Qatar slams new coalition’s plans for ‘settlement expansion,’ ‘Judaizing’ Jerusalem

Doha’s Foreign Ministry does not cite examples for these policies, but new government’s principles include commitment to ‘promote and develop’ West Bank, ‘strengthen’ Jerusalem

Israeli security forces escort a group of religious Jews as they visit the Temple Mount in Jerusalem's Old City on March 31, 2022. (Jamal Awad/Flash90)
Israeli security forces escort a group of religious Jews as they visit the Temple Mount in Jerusalem's Old City on March 31, 2022. (Jamal Awad/Flash90)

Qatar’s Foreign Ministry on Friday blasted the new Israeli government, just a day after it was sworn in, over its plans to expand settlements in the West Bank and supposed “attempts to Judaize” Jerusalem.

The basic principles of Israel’s 37th government include a pledge to act in accordance with the belief that “the Jewish people have an exclusive and inalienable right to all parts of the Land of Israel,” including in the West Bank, which it will work to “promote and develop.” The principles also state that Prime Minister Benjamin Netanyahu’s government “will work to strengthen the status of Jerusalem.”

In Netanyahu’s agreement with Religious Zionism, the prime minister promised to advance annexation of West Bank land, saying he would “lead the formulation and implementation of policy within the framework of which sovereignty will be applied to Judea and Samaria,” the biblical term for the West Bank.

That being said, the framing of the clause allows the prime minister to choose the timing for the implementation of such a policy and to take into consideration Israel’s “national and international interests.”

Netanyahu’s coalition partners also signed deals with Likud that included a commitment to maintaining the status quo on Jerusalem’s Temple Mount barring Jewish prayer at the flashpoint site known to Muslims as the Haram al-Sharif.

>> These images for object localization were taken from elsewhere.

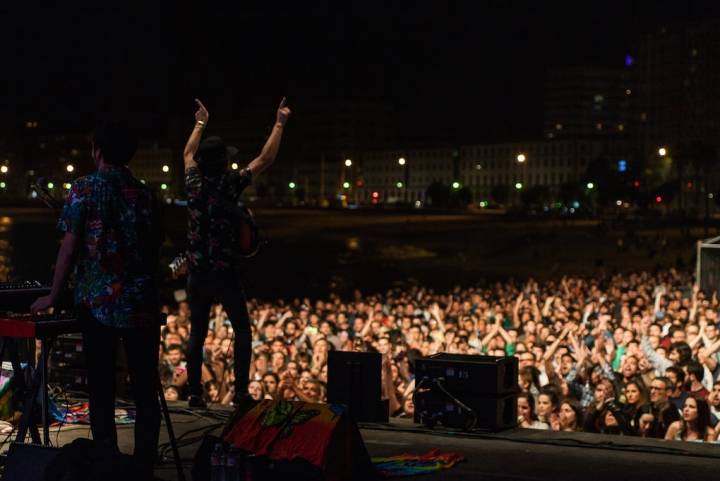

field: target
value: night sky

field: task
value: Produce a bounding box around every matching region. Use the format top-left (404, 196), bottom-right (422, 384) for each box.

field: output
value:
top-left (3, 1), bottom-right (719, 144)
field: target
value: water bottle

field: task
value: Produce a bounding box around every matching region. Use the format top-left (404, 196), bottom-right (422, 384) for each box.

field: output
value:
top-left (224, 447), bottom-right (242, 481)
top-left (210, 442), bottom-right (226, 481)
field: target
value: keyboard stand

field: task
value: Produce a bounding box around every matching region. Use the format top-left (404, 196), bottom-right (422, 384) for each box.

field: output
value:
top-left (10, 336), bottom-right (53, 445)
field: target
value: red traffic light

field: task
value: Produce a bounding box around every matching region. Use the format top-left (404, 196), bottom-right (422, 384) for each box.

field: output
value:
top-left (371, 191), bottom-right (379, 199)
top-left (655, 196), bottom-right (663, 203)
top-left (633, 180), bottom-right (640, 188)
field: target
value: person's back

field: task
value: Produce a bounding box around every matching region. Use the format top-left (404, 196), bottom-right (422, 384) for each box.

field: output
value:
top-left (65, 165), bottom-right (161, 326)
top-left (185, 156), bottom-right (252, 272)
top-left (32, 119), bottom-right (163, 480)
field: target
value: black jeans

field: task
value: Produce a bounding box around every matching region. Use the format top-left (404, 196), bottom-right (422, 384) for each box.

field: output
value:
top-left (82, 315), bottom-right (160, 477)
top-left (187, 269), bottom-right (251, 400)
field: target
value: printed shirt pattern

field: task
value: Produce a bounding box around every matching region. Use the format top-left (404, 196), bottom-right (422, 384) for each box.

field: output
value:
top-left (185, 166), bottom-right (252, 272)
top-left (58, 166), bottom-right (160, 328)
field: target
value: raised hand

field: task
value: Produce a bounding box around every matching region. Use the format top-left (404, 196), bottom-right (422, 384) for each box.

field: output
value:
top-left (194, 98), bottom-right (209, 124)
top-left (276, 97), bottom-right (291, 126)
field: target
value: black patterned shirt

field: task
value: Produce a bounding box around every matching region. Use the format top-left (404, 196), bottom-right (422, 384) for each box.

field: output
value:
top-left (185, 166), bottom-right (252, 272)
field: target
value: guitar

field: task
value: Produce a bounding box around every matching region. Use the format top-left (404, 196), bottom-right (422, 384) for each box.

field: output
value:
top-left (169, 205), bottom-right (262, 279)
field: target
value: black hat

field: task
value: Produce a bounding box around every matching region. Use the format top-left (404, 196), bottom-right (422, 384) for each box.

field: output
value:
top-left (196, 136), bottom-right (239, 165)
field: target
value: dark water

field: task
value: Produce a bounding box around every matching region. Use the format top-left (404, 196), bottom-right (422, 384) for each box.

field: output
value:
top-left (0, 208), bottom-right (483, 303)
top-left (0, 208), bottom-right (698, 304)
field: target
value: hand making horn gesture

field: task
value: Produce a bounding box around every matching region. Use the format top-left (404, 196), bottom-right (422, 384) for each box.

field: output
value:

However, National Security Minister Itamar Ben Gvir has vowed to continue visiting the Temple Mount as a cabinet member and blasted what he referred to as the “racism” at the compound that forbids Jewish prayer there.

In its Friday statement, Qatar “expresse[d] its strong condemnation and denunciation the Israeli government’s plans for settlement expansion, its continued attempts to Judaize Al Quds and Al Aqsa mosque, considering them a severe violation of the UN Charter, international law principles, related UN resolutions and a blatant assault on the right of the brotherly Palestinian people.”

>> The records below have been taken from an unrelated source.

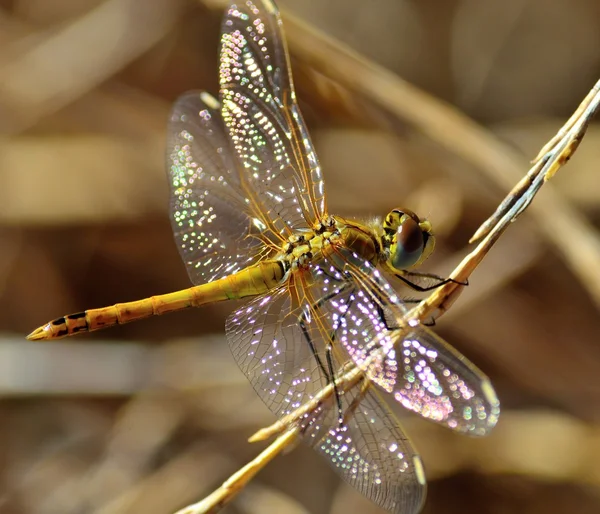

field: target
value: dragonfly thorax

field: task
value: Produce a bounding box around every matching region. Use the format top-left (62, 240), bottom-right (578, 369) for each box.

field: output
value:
top-left (279, 215), bottom-right (384, 274)
top-left (282, 218), bottom-right (342, 272)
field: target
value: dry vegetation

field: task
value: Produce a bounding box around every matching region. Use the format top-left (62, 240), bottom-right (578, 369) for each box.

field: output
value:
top-left (0, 1), bottom-right (599, 513)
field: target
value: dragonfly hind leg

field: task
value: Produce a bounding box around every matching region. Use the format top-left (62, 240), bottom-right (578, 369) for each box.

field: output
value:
top-left (298, 312), bottom-right (329, 381)
top-left (297, 279), bottom-right (356, 424)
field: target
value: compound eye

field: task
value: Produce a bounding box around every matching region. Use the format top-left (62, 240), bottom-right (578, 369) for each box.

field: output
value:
top-left (391, 216), bottom-right (425, 269)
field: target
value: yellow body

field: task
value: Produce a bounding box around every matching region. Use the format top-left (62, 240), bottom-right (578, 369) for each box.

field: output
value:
top-left (27, 217), bottom-right (381, 341)
top-left (27, 261), bottom-right (285, 340)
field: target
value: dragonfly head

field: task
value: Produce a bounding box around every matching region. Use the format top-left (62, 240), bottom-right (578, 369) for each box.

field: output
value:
top-left (381, 208), bottom-right (435, 270)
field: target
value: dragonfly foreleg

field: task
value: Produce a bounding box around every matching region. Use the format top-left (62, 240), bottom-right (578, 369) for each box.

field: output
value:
top-left (394, 270), bottom-right (468, 292)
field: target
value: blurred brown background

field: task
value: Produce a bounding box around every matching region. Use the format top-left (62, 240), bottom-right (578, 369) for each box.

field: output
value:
top-left (0, 0), bottom-right (599, 513)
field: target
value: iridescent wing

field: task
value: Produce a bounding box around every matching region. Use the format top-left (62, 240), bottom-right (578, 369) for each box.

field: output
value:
top-left (309, 387), bottom-right (426, 514)
top-left (167, 91), bottom-right (274, 285)
top-left (226, 249), bottom-right (498, 509)
top-left (227, 286), bottom-right (426, 514)
top-left (309, 249), bottom-right (500, 436)
top-left (219, 0), bottom-right (326, 237)
top-left (227, 248), bottom-right (498, 435)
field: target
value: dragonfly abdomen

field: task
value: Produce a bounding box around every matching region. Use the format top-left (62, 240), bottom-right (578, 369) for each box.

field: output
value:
top-left (26, 260), bottom-right (286, 341)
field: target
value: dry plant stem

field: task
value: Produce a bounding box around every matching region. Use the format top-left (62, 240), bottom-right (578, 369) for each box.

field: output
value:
top-left (92, 442), bottom-right (233, 514)
top-left (249, 363), bottom-right (362, 443)
top-left (174, 76), bottom-right (600, 514)
top-left (533, 80), bottom-right (600, 163)
top-left (417, 81), bottom-right (600, 317)
top-left (173, 429), bottom-right (298, 514)
top-left (472, 79), bottom-right (600, 242)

The statement said such moves harm efforts to reach a two-state solution and called on the international community “to assume its responsibility in ensuring Israel stops its settlement policy in occupied Palestinian Territories.”

Though they do not have official ties, Jerusalem engages with Doha in order to facilitate the distribution of Qatari aid to the Gaza Strip.

Qatar hosted an Israeli trade office during the 1990s that was shuttered during the Second Intifada.

Due to the lack of diplomatic relations, a special agreement between FIFA, Israel and Qatar was reached before the World Cup to allow the Israeli diplomats to arrive and assist Israelis traveling for the tournament.

Thousands of Israelis traveled to the country for the World Cup, with many describing their reception by Qataris as chilly. Expressions of solidarity with Palestinians were rife both in the stands and on the field — with fans and the Moroccan national team flying the Palestinian flag despite FIFA prohibitions on such political displays.